Sports News Without Fear, Favor or Compromise
Sports News Without Fear, Favor or Compromise

Fox Sports 1's Debut Will Be Headlined By Terrible Fights

Illustration for article titled Fox Sports 1s Debut Will Be Headlined By Terrible Fights

Past the public rhetoric about jockularity and fun and providing an alternative to the tweedy intellectualism of ESPN (no really), Fox Sports 1's strategy is simple and sensible: air sports people want to watch. You're not going to conquer America with Champions League soccer, Major League Baseball, NASCAR, U.S Open golf, and Pac-12 and Big 12 football, but it beats the hell out of running nothing but shows about guns and fishing.

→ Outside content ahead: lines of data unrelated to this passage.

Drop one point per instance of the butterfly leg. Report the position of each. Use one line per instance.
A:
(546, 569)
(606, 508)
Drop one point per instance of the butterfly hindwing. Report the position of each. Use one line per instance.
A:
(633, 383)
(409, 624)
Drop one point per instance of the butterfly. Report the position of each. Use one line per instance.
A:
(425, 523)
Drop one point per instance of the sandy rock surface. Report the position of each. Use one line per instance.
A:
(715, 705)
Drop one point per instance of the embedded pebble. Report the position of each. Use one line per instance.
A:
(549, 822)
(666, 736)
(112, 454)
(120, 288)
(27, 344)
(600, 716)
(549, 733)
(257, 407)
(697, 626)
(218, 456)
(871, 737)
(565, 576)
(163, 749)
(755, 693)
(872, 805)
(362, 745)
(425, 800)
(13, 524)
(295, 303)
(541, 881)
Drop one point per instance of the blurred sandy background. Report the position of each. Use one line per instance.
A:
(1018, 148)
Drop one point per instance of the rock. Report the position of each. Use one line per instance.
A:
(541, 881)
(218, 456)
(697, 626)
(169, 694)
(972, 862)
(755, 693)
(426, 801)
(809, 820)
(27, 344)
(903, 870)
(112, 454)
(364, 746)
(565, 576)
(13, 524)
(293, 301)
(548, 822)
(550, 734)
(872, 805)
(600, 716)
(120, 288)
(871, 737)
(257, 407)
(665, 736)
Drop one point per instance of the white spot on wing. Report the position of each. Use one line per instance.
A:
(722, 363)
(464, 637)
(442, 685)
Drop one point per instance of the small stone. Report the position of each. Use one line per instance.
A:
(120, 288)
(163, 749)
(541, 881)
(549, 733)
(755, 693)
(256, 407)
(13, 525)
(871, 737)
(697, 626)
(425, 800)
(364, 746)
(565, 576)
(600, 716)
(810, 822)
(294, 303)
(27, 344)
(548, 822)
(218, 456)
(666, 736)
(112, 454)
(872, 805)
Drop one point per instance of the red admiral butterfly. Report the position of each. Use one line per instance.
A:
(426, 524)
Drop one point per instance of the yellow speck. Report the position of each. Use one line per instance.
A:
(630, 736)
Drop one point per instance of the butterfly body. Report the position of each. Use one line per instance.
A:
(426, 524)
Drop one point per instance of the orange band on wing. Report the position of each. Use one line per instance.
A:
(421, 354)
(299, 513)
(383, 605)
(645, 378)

Given all that, the UFC is in some ways FS1's key property. There are lots of places to watch first-rate soccer, baseball, auto sports, golf, and college football, after all, but the UFC is a Fox exclusive. Carrying it also gives the network an identity—that of a bald, sweaty white guy bellowing incomprehensibly at you, perhaps, but that's a lot better than not existing.


It isn't strange, then, that FS1 is building its debut tomorrow around a UFC fight card. It is strange that the big fights at the top of this big, important card are so lame.

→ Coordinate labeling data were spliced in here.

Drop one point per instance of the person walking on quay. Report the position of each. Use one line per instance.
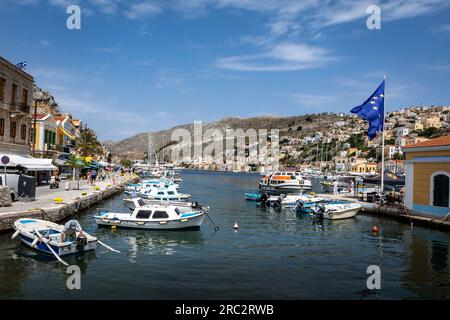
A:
(352, 188)
(93, 177)
(89, 176)
(335, 187)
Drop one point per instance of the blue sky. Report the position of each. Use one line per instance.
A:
(147, 65)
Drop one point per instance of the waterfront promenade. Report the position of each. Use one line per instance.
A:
(73, 201)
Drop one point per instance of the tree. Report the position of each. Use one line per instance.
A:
(86, 144)
(76, 164)
(398, 156)
(126, 163)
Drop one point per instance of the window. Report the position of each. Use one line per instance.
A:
(143, 214)
(13, 130)
(160, 215)
(24, 97)
(2, 89)
(441, 190)
(13, 96)
(23, 132)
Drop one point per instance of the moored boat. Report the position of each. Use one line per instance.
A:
(284, 182)
(155, 217)
(45, 236)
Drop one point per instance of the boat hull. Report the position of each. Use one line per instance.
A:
(187, 223)
(344, 214)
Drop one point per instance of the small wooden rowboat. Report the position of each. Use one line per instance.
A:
(45, 236)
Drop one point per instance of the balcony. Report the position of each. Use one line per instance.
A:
(20, 107)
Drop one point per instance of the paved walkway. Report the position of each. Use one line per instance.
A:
(45, 195)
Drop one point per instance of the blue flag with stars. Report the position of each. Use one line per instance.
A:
(372, 110)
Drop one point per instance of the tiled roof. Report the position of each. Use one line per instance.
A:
(442, 141)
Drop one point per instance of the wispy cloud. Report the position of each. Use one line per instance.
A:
(310, 100)
(281, 57)
(443, 28)
(142, 10)
(438, 66)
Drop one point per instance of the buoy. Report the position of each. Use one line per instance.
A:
(375, 229)
(57, 200)
(15, 234)
(34, 242)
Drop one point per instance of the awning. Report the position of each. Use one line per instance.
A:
(66, 133)
(30, 163)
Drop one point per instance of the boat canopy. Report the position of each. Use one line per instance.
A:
(30, 163)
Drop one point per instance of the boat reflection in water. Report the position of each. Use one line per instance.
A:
(165, 243)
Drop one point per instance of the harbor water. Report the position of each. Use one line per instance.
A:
(275, 254)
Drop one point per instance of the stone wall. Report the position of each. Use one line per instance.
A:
(5, 197)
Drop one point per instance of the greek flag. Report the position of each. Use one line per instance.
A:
(372, 110)
(21, 65)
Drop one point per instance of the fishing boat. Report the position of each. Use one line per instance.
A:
(253, 196)
(155, 217)
(136, 202)
(333, 210)
(284, 182)
(290, 200)
(45, 236)
(169, 194)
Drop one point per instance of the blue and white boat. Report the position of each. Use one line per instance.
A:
(45, 236)
(165, 194)
(155, 217)
(334, 209)
(253, 196)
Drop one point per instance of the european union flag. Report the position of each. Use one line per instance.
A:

The main event has Chael Sonnen fighting Shogun Rua in a pointless matchup of men who should probably retire. Sonnen is a Fox Sports pundit who was brutally wrecked in his last two bouts and has one convincing win in the last three and a half years; Rua is a once-great fighter with a 5-5 record in the UFC who can barely move because of the many knee surgeries he's endured over the years. On top of the fight's essential irrelevance, it's also a dubious stylistic matchup featuring a slow wrestler against an immobile striker with questionable takedown defense. Tune in to this one and you're liable to see 15 25 minutes of Sonnen's ass facing the camera, followed by an interview where he pretends to be Rowdy Roddy Piper.

The semi-main features freakish comic-book villain Alistair Overeem against generic heavyweight Travis Browne. Overeem is a former kickboxing champion who enjoyed a nice run crushing tomato cans in Japan before coming to the United States, where he's looked every bit the fraud UFC higher-ups always privately said he was. Browne is a guy, pretty much. There are good odds that one of these two will knock the other one out and that a bald, sweaty white guy will bellow about it, but nothing involving Overeem is likely to be the kind of fight that would convince a skeptic that the sport is something other than a semi-athletic sideshow.

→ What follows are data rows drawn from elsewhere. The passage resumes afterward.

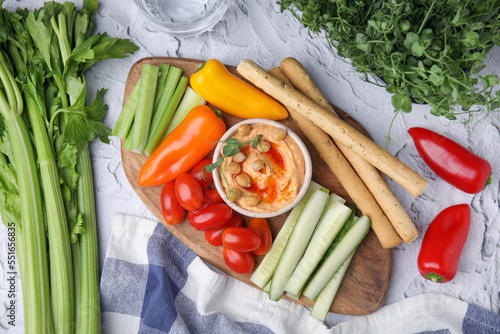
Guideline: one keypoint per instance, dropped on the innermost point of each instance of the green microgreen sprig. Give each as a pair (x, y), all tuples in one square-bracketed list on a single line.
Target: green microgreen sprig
[(424, 51), (231, 148)]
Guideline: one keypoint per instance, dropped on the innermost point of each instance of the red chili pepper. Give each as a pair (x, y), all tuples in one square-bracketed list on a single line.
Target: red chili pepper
[(190, 142), (451, 161), (443, 244)]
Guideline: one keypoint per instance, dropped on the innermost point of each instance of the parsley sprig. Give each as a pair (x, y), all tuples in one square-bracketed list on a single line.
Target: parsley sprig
[(424, 51), (231, 148)]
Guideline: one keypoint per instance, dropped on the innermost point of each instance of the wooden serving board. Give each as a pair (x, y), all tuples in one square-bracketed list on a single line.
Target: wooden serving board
[(364, 288)]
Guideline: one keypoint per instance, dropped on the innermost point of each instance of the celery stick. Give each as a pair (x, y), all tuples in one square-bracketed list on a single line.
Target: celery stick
[(172, 81), (264, 272), (163, 122), (190, 100), (87, 284), (162, 81), (61, 266), (143, 115), (30, 230), (126, 118), (325, 299)]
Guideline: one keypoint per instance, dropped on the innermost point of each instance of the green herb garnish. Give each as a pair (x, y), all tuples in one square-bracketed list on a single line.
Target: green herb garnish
[(231, 148), (424, 51)]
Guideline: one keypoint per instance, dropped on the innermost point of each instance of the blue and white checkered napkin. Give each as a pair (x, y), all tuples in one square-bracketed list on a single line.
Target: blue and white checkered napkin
[(152, 283)]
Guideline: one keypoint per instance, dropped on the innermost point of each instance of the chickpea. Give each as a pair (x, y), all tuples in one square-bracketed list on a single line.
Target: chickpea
[(222, 148), (258, 165), (243, 180), (279, 134), (233, 168), (239, 157), (233, 196), (264, 146), (252, 200), (243, 129)]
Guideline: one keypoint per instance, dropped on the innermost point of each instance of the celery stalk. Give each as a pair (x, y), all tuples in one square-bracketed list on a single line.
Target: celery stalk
[(61, 267), (34, 263), (162, 81), (167, 114), (126, 118), (88, 298), (190, 100), (138, 138), (166, 94)]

Sonnen and Overeem have both been suspended in doping controversies that are far too tedious to go into in any detail but are worth mentioning, if only because you can be sure that Fox pundits and the UFC's house broadcasters won't be dwelling on them. A lame sporting event, petty conflicts of interest, and a whole lot of noise: your alternative to ESPN, ladies and gentlemen.